Israel’s willingness to accept a truce now is a bit puzzling. From a military standpoint I don’t see that they have accomplished what ought to have been their primary goal — methodical destruction of the tunnel infrastructure. Manpower-intensive and time-consuming, to be sure, but the tunnels surely represent Hamas’s “center of gravity” and their destruction would reduce the military potential of Hamas to a much reduced state. For this reason I have been puzzled by the IDF’s repeated shelling of above-ground buildings, which inflict civilian casualties with only marginal impact of Hamas.
(OK, the above is a lot of second-guessing from someone far removed from the scene. But there can’t be much doubt that the IDF’s failure to deal with the tunnel infrastructure in southern Lebanon in the 2006 incursion yielded an inconclusive result.)
So I will carry my bewilderment along with prayers that the truce holds and nobody dies in the near future.
I too hope that the ceasefire holds. What really needs to happen is a diplomatic solution that is beyond a mere truce. As to Hamas’ center of gravity, I don’t think it is the tunnel system. I think it COG is the people. The problem, is that Israel is fighting a different kind of war… and if you go through the people, you lose international public opinion on your side. Thus that increases the strength of Hamas.
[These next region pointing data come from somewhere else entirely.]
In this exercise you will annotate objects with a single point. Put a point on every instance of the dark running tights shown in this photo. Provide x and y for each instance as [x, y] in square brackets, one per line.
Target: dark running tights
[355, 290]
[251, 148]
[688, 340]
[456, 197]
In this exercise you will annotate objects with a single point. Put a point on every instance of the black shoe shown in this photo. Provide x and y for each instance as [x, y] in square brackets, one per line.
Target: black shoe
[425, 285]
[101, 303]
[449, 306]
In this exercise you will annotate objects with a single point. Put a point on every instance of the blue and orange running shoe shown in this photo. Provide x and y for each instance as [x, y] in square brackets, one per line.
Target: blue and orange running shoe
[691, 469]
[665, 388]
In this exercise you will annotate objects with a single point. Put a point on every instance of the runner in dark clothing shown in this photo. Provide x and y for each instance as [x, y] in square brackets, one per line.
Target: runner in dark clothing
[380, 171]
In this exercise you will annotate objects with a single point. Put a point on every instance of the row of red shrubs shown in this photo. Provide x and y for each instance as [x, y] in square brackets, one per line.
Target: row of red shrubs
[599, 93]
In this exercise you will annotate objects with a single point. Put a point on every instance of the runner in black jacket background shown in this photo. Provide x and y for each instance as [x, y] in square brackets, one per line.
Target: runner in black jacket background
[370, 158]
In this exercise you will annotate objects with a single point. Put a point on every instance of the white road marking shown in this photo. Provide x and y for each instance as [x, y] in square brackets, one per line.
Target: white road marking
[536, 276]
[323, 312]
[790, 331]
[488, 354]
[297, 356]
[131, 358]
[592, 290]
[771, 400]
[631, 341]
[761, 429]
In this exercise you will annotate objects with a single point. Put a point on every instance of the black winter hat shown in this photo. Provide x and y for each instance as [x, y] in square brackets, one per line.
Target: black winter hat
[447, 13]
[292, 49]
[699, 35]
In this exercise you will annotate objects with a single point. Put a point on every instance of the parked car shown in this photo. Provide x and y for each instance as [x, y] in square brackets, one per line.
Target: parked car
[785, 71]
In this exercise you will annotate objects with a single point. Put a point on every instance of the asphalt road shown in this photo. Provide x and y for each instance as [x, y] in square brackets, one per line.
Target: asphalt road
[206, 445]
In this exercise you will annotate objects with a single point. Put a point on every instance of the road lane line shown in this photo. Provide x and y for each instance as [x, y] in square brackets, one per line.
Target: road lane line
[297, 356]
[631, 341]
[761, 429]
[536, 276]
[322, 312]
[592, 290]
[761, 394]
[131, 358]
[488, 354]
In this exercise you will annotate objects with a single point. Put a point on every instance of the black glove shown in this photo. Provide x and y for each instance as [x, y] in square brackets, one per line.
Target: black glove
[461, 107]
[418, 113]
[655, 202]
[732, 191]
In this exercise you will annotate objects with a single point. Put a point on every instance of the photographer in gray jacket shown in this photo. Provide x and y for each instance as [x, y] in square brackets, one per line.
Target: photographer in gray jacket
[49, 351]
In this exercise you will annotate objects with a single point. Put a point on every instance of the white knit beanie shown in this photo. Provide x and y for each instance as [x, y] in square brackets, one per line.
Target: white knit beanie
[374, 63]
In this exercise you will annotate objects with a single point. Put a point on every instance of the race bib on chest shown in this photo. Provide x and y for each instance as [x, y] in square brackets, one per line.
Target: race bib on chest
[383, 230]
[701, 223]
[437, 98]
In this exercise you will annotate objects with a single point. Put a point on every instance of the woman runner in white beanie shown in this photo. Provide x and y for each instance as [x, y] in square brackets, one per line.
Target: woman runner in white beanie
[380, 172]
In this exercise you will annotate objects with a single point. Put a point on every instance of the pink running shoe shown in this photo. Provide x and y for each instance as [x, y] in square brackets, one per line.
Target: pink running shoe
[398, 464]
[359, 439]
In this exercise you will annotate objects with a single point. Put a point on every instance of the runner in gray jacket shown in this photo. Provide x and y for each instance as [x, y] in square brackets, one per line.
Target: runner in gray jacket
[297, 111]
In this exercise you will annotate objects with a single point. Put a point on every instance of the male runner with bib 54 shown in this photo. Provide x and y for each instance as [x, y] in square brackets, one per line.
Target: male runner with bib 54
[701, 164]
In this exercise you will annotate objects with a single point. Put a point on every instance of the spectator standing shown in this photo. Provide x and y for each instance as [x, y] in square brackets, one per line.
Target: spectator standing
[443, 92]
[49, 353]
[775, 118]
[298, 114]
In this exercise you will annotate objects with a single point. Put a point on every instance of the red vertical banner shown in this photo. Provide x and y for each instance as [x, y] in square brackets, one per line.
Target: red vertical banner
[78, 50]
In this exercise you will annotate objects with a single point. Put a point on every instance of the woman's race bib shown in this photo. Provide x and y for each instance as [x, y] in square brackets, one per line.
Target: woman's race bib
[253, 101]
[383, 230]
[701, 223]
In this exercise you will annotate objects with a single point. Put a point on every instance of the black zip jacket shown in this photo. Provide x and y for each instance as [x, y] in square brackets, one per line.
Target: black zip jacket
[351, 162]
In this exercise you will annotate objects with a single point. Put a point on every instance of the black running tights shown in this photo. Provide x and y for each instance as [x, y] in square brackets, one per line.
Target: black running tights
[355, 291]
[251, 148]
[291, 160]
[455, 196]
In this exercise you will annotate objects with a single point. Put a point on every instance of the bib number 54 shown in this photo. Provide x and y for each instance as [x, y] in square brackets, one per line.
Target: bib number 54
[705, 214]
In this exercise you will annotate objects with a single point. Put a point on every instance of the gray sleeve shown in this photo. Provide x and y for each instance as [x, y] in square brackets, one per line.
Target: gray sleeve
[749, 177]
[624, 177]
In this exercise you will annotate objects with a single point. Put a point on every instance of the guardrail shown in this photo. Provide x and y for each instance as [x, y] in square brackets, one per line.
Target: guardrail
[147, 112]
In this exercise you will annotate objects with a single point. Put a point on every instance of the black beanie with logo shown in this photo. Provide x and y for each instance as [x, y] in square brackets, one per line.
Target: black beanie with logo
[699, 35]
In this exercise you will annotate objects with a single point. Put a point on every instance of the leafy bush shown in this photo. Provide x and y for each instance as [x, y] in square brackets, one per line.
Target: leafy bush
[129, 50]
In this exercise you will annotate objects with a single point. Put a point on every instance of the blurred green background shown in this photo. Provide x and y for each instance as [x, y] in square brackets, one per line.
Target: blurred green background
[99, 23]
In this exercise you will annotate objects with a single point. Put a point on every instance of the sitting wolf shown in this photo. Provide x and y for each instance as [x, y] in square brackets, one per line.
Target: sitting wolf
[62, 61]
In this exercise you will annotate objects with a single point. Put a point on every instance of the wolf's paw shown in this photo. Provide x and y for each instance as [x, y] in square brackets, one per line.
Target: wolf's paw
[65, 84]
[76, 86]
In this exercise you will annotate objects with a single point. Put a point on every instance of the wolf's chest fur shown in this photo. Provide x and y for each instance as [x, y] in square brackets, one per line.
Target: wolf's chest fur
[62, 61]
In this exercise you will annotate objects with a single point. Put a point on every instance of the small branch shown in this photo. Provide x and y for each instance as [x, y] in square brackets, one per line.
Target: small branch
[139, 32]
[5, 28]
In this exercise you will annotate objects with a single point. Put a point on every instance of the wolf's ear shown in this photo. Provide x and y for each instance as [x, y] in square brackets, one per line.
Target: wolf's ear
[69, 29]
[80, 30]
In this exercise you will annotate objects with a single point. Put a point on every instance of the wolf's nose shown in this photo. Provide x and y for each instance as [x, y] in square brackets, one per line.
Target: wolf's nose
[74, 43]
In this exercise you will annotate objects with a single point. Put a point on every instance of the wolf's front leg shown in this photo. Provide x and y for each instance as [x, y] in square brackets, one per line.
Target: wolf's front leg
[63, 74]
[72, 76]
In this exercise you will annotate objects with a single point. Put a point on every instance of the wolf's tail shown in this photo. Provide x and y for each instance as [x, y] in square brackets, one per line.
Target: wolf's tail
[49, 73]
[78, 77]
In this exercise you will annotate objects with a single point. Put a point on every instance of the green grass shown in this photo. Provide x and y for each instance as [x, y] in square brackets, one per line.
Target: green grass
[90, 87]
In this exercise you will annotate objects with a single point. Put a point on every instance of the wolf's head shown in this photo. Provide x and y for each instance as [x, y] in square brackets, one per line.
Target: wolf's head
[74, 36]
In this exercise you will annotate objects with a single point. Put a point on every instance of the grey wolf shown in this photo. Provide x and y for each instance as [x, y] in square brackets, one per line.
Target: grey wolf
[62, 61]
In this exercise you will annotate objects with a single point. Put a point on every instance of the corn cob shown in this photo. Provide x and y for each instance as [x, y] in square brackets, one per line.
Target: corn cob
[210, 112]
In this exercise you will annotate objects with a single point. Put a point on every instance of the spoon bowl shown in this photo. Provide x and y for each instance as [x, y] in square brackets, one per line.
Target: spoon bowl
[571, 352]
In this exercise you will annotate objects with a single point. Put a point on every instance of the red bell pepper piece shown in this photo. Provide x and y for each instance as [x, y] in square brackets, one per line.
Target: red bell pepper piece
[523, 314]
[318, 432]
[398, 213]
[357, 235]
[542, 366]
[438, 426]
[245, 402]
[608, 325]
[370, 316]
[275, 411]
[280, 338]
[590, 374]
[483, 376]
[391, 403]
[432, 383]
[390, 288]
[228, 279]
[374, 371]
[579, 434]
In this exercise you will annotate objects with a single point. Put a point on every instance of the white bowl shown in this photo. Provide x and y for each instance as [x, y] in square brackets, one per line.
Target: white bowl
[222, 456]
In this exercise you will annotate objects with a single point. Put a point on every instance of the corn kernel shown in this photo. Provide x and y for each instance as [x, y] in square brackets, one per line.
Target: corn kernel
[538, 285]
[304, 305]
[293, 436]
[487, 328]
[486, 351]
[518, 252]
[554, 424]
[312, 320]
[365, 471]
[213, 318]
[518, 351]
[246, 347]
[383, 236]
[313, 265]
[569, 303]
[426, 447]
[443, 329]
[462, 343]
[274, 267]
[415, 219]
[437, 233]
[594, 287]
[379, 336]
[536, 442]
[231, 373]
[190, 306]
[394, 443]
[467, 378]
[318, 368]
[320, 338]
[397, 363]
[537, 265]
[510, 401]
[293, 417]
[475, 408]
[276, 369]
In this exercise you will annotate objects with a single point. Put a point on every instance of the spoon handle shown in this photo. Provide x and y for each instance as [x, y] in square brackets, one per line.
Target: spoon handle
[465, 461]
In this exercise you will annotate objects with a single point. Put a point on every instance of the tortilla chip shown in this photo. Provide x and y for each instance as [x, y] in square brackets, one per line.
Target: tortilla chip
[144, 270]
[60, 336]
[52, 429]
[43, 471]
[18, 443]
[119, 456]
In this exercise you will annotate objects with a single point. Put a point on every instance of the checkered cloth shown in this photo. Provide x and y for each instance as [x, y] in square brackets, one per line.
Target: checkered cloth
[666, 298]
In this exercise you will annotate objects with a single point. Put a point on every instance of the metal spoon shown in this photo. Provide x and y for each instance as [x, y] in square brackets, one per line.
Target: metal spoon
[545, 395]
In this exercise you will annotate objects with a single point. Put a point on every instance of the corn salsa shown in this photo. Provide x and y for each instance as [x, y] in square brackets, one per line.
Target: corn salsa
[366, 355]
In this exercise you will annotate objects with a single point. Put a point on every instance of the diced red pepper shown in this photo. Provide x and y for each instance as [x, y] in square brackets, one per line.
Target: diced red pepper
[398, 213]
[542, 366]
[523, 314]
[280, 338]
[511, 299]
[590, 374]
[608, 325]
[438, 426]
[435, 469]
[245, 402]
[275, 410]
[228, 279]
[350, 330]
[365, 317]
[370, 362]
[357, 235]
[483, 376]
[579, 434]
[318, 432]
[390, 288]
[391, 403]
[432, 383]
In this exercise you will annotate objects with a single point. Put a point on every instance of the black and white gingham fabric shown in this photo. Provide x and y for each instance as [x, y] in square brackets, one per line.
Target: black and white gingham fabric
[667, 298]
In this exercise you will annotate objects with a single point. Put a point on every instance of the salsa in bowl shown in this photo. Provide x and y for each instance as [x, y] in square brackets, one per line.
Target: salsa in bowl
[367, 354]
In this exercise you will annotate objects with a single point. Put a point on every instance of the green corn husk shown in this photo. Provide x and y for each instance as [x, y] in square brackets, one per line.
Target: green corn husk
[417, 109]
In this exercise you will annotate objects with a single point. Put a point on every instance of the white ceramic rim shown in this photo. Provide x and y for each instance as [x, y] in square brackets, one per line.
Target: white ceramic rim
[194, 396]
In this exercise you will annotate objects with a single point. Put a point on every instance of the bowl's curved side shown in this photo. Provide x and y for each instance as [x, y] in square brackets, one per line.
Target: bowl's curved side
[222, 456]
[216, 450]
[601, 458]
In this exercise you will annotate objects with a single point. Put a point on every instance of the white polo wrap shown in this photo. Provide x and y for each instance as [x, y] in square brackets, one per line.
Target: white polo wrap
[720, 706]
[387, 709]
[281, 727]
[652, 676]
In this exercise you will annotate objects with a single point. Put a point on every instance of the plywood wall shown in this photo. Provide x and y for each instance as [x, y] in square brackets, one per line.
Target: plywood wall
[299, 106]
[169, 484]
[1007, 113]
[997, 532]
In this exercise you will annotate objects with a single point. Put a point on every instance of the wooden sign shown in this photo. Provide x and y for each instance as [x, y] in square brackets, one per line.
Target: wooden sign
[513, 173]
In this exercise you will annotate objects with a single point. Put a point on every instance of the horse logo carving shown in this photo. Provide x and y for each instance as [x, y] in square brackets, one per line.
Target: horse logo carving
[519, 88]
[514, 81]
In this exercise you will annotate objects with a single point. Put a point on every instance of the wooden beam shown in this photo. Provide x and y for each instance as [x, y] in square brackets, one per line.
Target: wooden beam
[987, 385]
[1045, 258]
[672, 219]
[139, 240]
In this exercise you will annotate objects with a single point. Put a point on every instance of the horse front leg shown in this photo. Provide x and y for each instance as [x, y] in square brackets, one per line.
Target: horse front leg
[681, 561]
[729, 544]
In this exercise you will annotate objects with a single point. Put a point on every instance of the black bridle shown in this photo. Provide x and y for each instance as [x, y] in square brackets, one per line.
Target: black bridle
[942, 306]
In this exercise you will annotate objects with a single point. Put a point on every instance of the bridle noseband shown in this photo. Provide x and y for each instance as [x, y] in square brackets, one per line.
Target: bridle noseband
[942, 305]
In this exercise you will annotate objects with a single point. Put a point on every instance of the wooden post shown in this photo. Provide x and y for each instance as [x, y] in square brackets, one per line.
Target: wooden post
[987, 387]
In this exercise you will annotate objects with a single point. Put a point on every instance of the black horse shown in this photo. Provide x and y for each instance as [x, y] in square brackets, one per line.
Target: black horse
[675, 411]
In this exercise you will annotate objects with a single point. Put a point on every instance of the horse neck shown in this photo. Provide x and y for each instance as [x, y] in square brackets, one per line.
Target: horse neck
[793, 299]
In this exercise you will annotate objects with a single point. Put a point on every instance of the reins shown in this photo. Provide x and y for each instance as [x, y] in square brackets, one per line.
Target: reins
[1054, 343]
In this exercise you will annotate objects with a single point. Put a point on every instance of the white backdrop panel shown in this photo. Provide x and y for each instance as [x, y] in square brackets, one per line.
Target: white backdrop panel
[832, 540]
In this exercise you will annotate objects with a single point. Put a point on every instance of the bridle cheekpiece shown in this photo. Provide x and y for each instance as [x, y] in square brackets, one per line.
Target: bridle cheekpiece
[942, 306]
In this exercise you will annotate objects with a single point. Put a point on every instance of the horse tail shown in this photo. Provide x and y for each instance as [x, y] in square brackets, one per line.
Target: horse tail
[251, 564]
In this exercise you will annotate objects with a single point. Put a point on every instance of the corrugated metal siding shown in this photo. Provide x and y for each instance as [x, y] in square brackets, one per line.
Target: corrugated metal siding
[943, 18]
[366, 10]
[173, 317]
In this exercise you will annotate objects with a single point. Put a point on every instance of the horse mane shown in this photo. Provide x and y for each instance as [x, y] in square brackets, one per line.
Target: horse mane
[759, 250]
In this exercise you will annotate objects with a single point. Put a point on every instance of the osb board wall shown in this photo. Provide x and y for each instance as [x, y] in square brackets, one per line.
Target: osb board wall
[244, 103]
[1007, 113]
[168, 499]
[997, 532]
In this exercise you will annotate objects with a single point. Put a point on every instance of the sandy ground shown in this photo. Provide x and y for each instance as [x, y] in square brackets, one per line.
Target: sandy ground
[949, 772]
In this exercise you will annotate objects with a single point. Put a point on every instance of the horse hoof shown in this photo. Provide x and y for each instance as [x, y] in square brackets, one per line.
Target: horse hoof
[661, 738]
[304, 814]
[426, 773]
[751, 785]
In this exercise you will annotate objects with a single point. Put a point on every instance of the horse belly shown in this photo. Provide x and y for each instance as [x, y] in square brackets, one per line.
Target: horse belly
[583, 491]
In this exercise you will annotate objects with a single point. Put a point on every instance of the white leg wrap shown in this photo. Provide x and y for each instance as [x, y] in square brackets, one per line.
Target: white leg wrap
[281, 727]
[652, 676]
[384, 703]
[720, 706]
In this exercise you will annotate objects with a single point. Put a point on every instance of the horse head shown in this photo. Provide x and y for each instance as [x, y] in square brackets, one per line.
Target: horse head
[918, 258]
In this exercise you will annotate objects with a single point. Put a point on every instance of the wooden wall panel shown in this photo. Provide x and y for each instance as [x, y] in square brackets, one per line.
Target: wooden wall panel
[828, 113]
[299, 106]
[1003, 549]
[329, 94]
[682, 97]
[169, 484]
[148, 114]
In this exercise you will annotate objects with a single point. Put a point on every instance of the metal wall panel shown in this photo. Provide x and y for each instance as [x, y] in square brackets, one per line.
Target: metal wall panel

Tricky business.
In addition to the tunnels, which did not emerge as a primary goal until after the fighting started, Israel’s current strategic objective is to “reestablish deterrence” . For the current government, alternative approaches (such as meaningful commitment to achieving a reasonable two-state solution to the broader conflict) look worse than periodic wars in Gaza. Consequently, “can-kicking” is seen as an extended coping mechanism that provides a degree of security without requiring unacceptable political concessions. This view is reinforced by what is now seen, in retrospect, as the strategic success of the 2006 war in Lebanon and the extended period of deterrence it bought on the Lebanese border.
During Gaza disengagement in 2005 I asked a senior israeli military official what they planned to do if, as seemed inevitable, rockets occasionally came across the border. He was very clear: Israel planned, he said, “shift to a Lebanon-style deterrent strategy.” That is precisely what you now see.
Ironically, part of the justification for this is a “moral” one: either that other political strategies would involve an immoral degree of risk to Israelis, or (on the religious right) that Israel has a morally-sanctioned right to retain Palestinian territories that supersedes any claim by their Palestinian inhabitants.